It’s done. It’s done. My tax is done.
I feel like I need a song to celebrate this momentous occasion. I’m not sure whether it would be disco or blues though – as this moment of joy has been preceded by three weeks of angst and stress.
Every year, in the final weeks of April (strangely, just after my birthday) I go into total meltdown. It’s not age-related angst; it’s tax.
For the last 20 years or so, my tax has been due mid-May. You would think that over the years I would have implemented a streamlined system to make this feature of my post-birthday world an effortless annual task – something I’d do while waiting for the washing to finish on a Tuesday morning.
How hard can it be? I just need to collate tax related documents and present the data in a form that convinces the accountant (and tax office) that I was somehow carrying on a profitable enterprise for the financial year – and yet, I avoid it.
Actually, I can honestly say I hate it. I would prefer a day of root canal to doing my tax.
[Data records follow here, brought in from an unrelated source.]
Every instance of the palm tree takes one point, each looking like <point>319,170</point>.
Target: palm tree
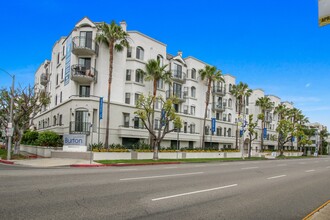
<point>240,91</point>
<point>264,104</point>
<point>211,75</point>
<point>114,37</point>
<point>155,73</point>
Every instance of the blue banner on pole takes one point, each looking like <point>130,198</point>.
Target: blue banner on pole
<point>213,125</point>
<point>101,108</point>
Which doesn’t make sense. Sure, it is mind-numbingly boring – finding invoices and statements and loading all the data in a spreadsheet or accounting programme – but a lot of things in life are dull and have to be done. I spend a lot of my working life doing data entry that is not too different.
But somehow, the data of tax seems to carry meaning. I always thought I hated it because it reminded me of not only how little money I made but how poorly I was fulfilling my potential. The numbers would scream to me, “Well if you just applied yourself a little bit more consistently then your income may start nudging the average.”
But in recent years, when my income has been getting almost average, the April-May meltdown continued.
I was pondering my tax-related angst earlier this week in my “Live without Stress” meditation class. The evening’s meditation asked us to reflect on a situation that was stressful and reflect on what it is about that situation that we’re attached to.
So, what do I want but am not getting and it’s making me stressed?
I initially thought that it’s the fear of not coping with a tax bill but I’ve received a few refunds in recent years (and suspect I’ll get a refund this year too) so it’s not just about money.
I’m now starting to think I associate tax with my competence. While I’ve been submitting tax returns as a self-employed person for over 20 years, I still feel like I don’t know what I’m doing.
Every year I seem to get a call from the latest 22 year-old junior accounting consultant asking me for some new document or detail I’ve never heard of.
“Could you forward us the payroll exceptions reconciliation?”
“Um, sure.” I reply, but really thinking, “WTF is that?”
I know this is all about ego and not looking like a loser to someone I don’t know, but it smarts.
But, meh, it’s done and as many of my friends would tell me, “Suck it up sunshine”.
From a more compassionate place, I know I’m in a position now to finally stop my annual three weeks of toil. I’m aware that my competence – and my value as a human being – is not determined by my income tax return.
Tax is just numbers and, if anything, then numbers are my friends.